UWRF sophomore Grace Adofoli carried her work with American Cancer Society in high school over to volunteering for the Relay for Life fundraiser walk.

“It’s great that our age group is dealing with this problem,” she said. “Everybody can make a difference, even if it’s just showing up to walk. Any support is appreciated because cancer can affect everyone.”

The 2010 fundraiser will be held March 26 and 27.

A project that has been in the works for some time is Building Tomorrow, Lloyd said.

Building Tomorrow is a coalition of 19 colleges and universities throughout the U.S. that raise money to build schools in Uganda.

“This is a program that I think is about to explode,” Lloyd said.

Fifteen UWRF students have traveled to Ugandan village of Jomba to help in the effort since early 2007, according to the organization’s Web site. 

Over the past three years UWRF volunteers have raised over $14,000 through various fundraisers, Lloyd said.

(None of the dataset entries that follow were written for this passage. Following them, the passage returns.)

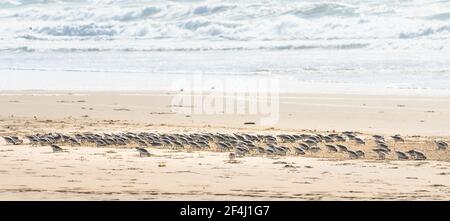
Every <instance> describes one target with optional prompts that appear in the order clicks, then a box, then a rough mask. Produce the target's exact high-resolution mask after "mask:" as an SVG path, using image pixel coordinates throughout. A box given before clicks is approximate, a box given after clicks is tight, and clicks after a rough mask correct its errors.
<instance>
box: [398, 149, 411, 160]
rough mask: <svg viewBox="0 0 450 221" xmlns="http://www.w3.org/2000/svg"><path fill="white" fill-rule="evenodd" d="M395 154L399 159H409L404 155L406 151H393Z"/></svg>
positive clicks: (398, 158)
mask: <svg viewBox="0 0 450 221" xmlns="http://www.w3.org/2000/svg"><path fill="white" fill-rule="evenodd" d="M395 154H397V158H398V159H399V160H407V159H409V157H408V155H406V153H403V152H401V151H395Z"/></svg>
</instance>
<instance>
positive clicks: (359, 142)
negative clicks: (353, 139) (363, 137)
mask: <svg viewBox="0 0 450 221" xmlns="http://www.w3.org/2000/svg"><path fill="white" fill-rule="evenodd" d="M355 142H356V143H357V144H362V145H365V144H366V142H365V141H364V140H363V139H362V138H360V137H355Z"/></svg>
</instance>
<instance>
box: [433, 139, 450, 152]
mask: <svg viewBox="0 0 450 221" xmlns="http://www.w3.org/2000/svg"><path fill="white" fill-rule="evenodd" d="M435 143H436V145H437V147H438V150H445V149H447V148H448V144H447V143H446V142H445V141H442V140H439V141H435Z"/></svg>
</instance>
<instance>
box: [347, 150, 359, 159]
mask: <svg viewBox="0 0 450 221" xmlns="http://www.w3.org/2000/svg"><path fill="white" fill-rule="evenodd" d="M347 153H348V156H349V157H350V159H358V154H356V152H355V151H352V150H349V151H347Z"/></svg>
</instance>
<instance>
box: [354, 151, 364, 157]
mask: <svg viewBox="0 0 450 221" xmlns="http://www.w3.org/2000/svg"><path fill="white" fill-rule="evenodd" d="M355 153H356V155H358V158H361V157H364V156H365V155H366V154H365V153H364V151H362V150H357V151H355Z"/></svg>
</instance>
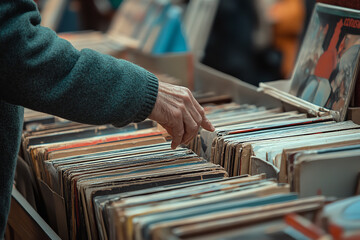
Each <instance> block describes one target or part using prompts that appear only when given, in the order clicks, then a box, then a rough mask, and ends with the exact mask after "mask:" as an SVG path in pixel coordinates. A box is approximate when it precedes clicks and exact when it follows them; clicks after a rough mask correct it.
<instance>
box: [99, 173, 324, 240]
mask: <svg viewBox="0 0 360 240" xmlns="http://www.w3.org/2000/svg"><path fill="white" fill-rule="evenodd" d="M263 178H264V176H261V175H257V176H252V177H246V176H243V177H234V178H228V179H223V180H209V181H202V182H196V183H188V184H182V185H175V186H171V187H157V188H153V189H147V190H141V191H133V192H130V193H121V194H113V195H109V196H102V197H96V198H95V200H94V204H95V208H96V217H97V219H98V223H99V226H98V229H99V231H100V237H101V238H102V239H220V238H221V239H239V238H237V237H238V234H239V233H241V231H243V230H244V227H245V226H246V227H248V226H249V225H250V226H253V225H256V226H257V225H258V224H260V223H264V222H268V221H273V220H276V221H282V218H283V217H284V216H285V215H286V214H289V213H299V214H302V215H304V214H306V215H307V216H308V217H314V216H315V215H316V214H317V212H318V210H320V209H321V207H322V206H323V204H324V198H323V197H321V196H318V197H310V198H303V199H298V197H297V195H296V194H294V193H290V192H289V187H288V185H281V184H278V183H276V182H274V181H270V180H263ZM278 230H283V229H278ZM290 235H292V234H290ZM230 236H232V237H230ZM239 236H241V235H239ZM284 236H285V234H284ZM244 239H248V238H244ZM294 239H297V238H294Z"/></svg>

Building Tomorrow teamed UWRF up with the City of Indianapolis to build the BT Academy of Jomba, according to an Aug. 17, press release by the organization. The school is expected to serve more than 300 students from Jomba and three surrounding villages.

The groundbreaking ceremony for construction was attended by the vice president of Uganda, Gilbert Bukenya, according to the release. The school is expected to open in the summer of 2010.

“We’re very much excited to bring a BT Academy to Jomba,” Building Tomorrow Director Joseph Kalisa said in the release. “There are no public primary schools here in this area and we’re excited to give [our students] the chance to receive a formal education.”